Zu dick oder zu dünn? Das ist die Frage

Jeden Tag stehe ich vor dem Spiegel. als könnte ich etwas Neues entdecken. Vielleicht doch eine Stelle, an der ich abgenommen habe, oder schlimmstenfalls eine, wo ich wieder zugenommen habe. Mein Blick ist immer von der Hoffnung getragen, dass mir gefällt, was ich da sehe.

Aber warum nur sind wir Frauen so kritisch mit unserem Körper?

Natürlich sind wir geprägt vom Idealbild der Frau, die uns tagtäglich in irgendwelchen Medien anlacht.

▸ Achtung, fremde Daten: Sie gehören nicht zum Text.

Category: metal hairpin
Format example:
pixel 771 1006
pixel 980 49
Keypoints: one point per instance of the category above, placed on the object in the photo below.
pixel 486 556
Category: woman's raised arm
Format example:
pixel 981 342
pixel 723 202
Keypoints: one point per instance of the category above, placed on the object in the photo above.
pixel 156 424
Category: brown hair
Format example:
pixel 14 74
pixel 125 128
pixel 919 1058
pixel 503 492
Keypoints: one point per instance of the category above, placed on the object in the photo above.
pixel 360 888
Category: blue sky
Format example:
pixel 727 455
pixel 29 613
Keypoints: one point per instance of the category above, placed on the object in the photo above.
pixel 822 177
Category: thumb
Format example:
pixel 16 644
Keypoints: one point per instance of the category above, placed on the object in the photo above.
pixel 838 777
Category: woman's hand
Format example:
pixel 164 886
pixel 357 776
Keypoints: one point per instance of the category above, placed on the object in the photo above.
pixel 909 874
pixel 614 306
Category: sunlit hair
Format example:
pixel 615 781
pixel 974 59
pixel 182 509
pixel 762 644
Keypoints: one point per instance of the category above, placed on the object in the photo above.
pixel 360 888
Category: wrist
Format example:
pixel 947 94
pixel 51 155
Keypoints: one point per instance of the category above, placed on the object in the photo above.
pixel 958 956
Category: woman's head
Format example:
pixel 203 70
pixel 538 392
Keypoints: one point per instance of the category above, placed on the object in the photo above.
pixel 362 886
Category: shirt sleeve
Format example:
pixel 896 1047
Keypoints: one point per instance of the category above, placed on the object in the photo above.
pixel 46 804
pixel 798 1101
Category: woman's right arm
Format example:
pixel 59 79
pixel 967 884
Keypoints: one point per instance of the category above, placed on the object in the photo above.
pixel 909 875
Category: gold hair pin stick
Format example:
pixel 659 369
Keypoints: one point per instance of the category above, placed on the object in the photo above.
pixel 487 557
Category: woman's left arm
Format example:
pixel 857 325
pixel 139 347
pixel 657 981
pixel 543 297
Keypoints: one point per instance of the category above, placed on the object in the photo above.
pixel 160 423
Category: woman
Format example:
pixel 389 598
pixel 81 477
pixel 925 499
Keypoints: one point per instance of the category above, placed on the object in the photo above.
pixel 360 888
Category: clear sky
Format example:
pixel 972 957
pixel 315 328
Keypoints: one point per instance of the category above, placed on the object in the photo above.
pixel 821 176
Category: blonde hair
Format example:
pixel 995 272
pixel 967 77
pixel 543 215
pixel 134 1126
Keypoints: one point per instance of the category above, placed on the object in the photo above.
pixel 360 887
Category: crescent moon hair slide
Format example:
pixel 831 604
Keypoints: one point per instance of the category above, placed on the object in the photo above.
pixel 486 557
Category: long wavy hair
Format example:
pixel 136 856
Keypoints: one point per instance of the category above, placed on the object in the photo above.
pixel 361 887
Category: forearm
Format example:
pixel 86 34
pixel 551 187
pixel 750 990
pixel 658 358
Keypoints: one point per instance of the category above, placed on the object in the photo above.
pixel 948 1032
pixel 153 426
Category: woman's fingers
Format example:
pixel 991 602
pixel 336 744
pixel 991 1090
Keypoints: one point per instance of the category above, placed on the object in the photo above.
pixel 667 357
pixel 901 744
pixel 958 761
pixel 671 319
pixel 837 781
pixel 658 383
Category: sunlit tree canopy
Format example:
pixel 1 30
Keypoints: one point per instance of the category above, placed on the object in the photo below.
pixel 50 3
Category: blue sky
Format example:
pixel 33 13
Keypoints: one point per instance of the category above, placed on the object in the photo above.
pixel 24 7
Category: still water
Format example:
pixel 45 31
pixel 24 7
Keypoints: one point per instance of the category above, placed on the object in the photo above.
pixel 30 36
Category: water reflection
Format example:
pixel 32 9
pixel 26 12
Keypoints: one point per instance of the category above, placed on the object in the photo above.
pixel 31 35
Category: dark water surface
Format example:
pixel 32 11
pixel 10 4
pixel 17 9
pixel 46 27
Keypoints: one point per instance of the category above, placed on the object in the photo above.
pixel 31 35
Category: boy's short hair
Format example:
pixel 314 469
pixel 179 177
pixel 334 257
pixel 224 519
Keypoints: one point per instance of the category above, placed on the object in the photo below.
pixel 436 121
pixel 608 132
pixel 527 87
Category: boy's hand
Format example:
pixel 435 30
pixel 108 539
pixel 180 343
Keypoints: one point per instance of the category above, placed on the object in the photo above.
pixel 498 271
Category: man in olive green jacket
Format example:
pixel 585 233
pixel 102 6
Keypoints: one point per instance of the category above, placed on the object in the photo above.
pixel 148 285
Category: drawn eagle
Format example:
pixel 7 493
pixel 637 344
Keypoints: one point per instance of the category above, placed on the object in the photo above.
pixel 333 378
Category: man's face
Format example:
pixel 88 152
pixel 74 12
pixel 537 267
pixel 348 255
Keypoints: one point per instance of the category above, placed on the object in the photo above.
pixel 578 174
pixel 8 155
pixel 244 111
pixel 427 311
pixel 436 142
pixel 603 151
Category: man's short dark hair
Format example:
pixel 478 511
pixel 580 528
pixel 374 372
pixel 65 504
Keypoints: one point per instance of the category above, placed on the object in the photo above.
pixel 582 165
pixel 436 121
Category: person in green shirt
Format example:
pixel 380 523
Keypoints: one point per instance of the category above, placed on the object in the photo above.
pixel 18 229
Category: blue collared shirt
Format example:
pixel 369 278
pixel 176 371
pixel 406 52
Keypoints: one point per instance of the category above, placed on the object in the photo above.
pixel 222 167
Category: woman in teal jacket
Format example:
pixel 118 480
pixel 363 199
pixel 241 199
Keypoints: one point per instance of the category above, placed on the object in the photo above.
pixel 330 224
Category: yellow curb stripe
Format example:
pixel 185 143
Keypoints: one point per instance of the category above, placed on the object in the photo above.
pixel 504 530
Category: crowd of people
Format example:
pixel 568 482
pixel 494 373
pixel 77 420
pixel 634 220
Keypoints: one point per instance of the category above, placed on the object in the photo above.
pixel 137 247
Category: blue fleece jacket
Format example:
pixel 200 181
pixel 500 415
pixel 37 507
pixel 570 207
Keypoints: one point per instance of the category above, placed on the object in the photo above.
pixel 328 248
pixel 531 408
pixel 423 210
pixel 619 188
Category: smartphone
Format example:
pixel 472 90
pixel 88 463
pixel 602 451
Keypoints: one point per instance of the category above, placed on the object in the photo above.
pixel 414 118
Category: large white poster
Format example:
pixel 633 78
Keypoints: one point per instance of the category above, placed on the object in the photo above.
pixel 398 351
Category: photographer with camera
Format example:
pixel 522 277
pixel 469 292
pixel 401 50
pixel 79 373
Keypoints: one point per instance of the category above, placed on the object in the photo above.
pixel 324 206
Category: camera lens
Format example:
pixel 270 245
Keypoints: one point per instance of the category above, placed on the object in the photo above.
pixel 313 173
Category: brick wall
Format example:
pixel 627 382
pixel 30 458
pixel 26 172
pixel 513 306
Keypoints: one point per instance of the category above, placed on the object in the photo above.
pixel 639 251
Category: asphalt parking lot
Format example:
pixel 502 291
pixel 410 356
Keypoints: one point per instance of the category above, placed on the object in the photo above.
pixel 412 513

Und natürlich sehen diese Frauen auch meistens gut aus. Aber wir alle wissen trotzdem, dass an den Bildern viel manipuliert und beschönigt wurde. Wir wissen auch, dass eine ungeschminkte Madonna genauso uninteressant aussieht, wie der Großteil der Bevölkerung auch.

Wenn mein Freund mir sagt, ich wäre perfekt so wie ich bin, dann kann ich es kaum glauben. Sieht er denn die ganzen Dellen nicht? Und die lästigen Fettpolster? Die Ringe, die sich über dem Hosenbund bilden? Doch. Er sieht sie. Aber es ist ihm egal. Und wenn ich zu dünn wäre und meine Knochen zu sehen wären, auch das wäre ihm egal. Und das absolut glaubhaft.

Seine Einstellung rührt mich und zeigt mir jedes Mal, worauf es eigentlich ankommt: dass man das, was im Körper steckt, liebt.

Und wenn man das tut, dann wird die Hülle einfach unwichtiger. Nur wenn mein körperlicher Zustand ungesund werden würde, dann würde er mich darauf aufmerksam machen. Ich denke, solange wir gesund sind und keine körperlichen Beeinträchtigungen haben, liegt es an uns selbst, unseren Körper zu akzeptieren.

Ob zu viele Kilos oder zu wenige, wir sollten jedes davon lieben. Es gibt kein Idealgewicht. Ideal ist für jede das Gewicht, mit dem sie sich wohlfühlt. Und das Wohlfühlen und Akzeptieren von kleinen oder großen Schwachstellen, das müssen wir Frauen wohl manchmal erst lernen. Da können wir uns von so manchem Mann eine Scheibe abschneiden!